Updated:2008/12/25 10:26

Tags:CDMA | IP | EV-DO | GSM | WIMAX | 3G | broadband

Capping its worldwide winning streak, China-based telecom vendor ZTE’s U.S. subsidiary, ZTE USA Inc., has been selected as the key supplier of CDMA infrastructure and devices by U.S.-based Smart PCS when it launches its service.

An unlimited no contract pre-paid carrier, Smart PCS said in a statement that it needed a vendor that offers mature, state-of-the-art equipment and devices with affordable price points. It added that the new network will use an all-IP CDMA 2000 EV-DO switching equipment and base stations initially covering the Georgia and Tennessee regions with a growth path for expansion elsewhere in the U.S. Besides power consumption efficiency, the all-IP equipment allows Smart PCS to upgrade to next generation network without having to invest in a new base station.
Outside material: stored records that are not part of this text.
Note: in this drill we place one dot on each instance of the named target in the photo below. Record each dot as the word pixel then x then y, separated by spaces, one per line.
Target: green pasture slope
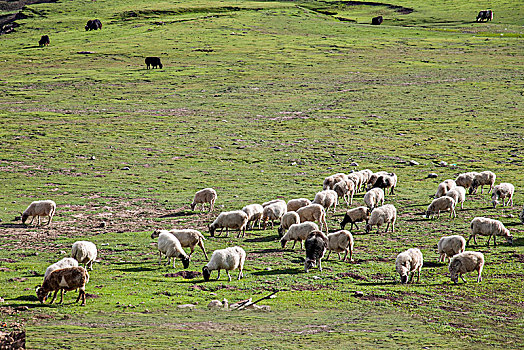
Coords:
pixel 258 100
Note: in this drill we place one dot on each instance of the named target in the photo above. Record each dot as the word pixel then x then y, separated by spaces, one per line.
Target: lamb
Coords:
pixel 295 204
pixel 409 262
pixel 316 244
pixel 61 264
pixel 503 190
pixel 207 195
pixel 235 220
pixel 313 212
pixel 441 204
pixel 465 262
pixel 326 198
pixel 85 253
pixel 228 259
pixel 169 245
pixel 69 278
pixel 386 214
pixel 458 193
pixel 374 197
pixel 298 232
pixel 254 214
pixel 355 215
pixel 481 179
pixel 341 241
pixel 273 212
pixel 450 246
pixel 38 209
pixel 187 238
pixel 444 187
pixel 288 219
pixel 489 227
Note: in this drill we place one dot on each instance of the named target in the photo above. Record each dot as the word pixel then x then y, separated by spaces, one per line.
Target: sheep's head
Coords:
pixel 206 273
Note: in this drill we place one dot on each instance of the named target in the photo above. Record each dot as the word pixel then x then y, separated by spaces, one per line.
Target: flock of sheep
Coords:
pixel 298 220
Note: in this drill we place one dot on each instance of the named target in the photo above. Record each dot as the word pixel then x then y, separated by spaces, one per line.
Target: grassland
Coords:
pixel 258 100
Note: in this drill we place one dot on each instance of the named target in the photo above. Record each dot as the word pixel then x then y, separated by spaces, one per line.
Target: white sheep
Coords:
pixel 234 220
pixel 228 259
pixel 313 212
pixel 465 262
pixel 273 212
pixel 295 204
pixel 444 187
pixel 444 203
pixel 254 214
pixel 409 262
pixel 39 209
pixel 84 252
pixel 61 264
pixel 503 190
pixel 187 238
pixel 327 199
pixel 288 219
pixel 458 193
pixel 483 178
pixel 298 232
pixel 352 216
pixel 386 214
pixel 489 227
pixel 374 197
pixel 449 246
pixel 207 195
pixel 169 245
pixel 341 241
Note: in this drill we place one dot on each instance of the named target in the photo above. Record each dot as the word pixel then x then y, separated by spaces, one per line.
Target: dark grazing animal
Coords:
pixel 377 20
pixel 485 15
pixel 44 40
pixel 154 62
pixel 93 24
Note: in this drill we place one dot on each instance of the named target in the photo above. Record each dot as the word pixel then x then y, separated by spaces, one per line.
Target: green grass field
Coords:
pixel 259 100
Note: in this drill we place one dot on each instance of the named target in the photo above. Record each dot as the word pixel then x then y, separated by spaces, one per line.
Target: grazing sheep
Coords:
pixel 489 227
pixel 374 197
pixel 298 232
pixel 85 253
pixel 228 259
pixel 313 212
pixel 316 244
pixel 444 187
pixel 458 193
pixel 273 212
pixel 254 214
pixel 450 246
pixel 481 179
pixel 409 262
pixel 345 189
pixel 61 264
pixel 187 238
pixel 466 179
pixel 69 278
pixel 295 204
pixel 341 241
pixel 386 214
pixel 466 262
pixel 235 220
pixel 207 195
pixel 169 245
pixel 503 190
pixel 288 219
pixel 441 204
pixel 326 198
pixel 38 209
pixel 355 215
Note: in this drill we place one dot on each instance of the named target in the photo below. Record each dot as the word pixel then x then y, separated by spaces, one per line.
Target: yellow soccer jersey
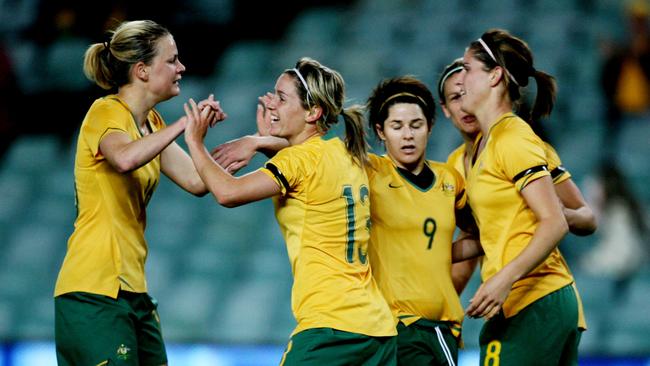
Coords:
pixel 107 249
pixel 324 215
pixel 513 157
pixel 558 172
pixel 410 240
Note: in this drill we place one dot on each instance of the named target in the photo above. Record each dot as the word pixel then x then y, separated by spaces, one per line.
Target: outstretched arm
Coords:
pixel 227 190
pixel 177 165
“The network equipment has the scalability to support ongoing subscriber base growth as well as future technology upgrades and new market expansion,” said Smart PCS’s president and CEO, Anthony E Ortolani.

Broadening its reach
In addition to a series of domestic orders totalling hundreds of million dollars with locally restructured telcos, ZTE’s other recent successes include multi-million dollar wins with carriers in Ethiopia, India, Libya and Pakistan. These include a US$400 million agreement with Ethiopian Telecommunication Corporation, a US$400 million contract with India’s Aircel telco, a US$58 million contract with Libyana, Libya’s second largest state-owned telco, and a US$100 million deal for GSM network with CMPak telco in Pakistan.

ZTE’s success, however, should be seen not only in terms of its wide product scope or price competitiveness but also its technology capabilities. In the WiMAX arena, for example, ZTE has deployed more than 30 such networks worldwide as of August 2008 and its employees are actively involved in many international bodies developing emerging telecom standards.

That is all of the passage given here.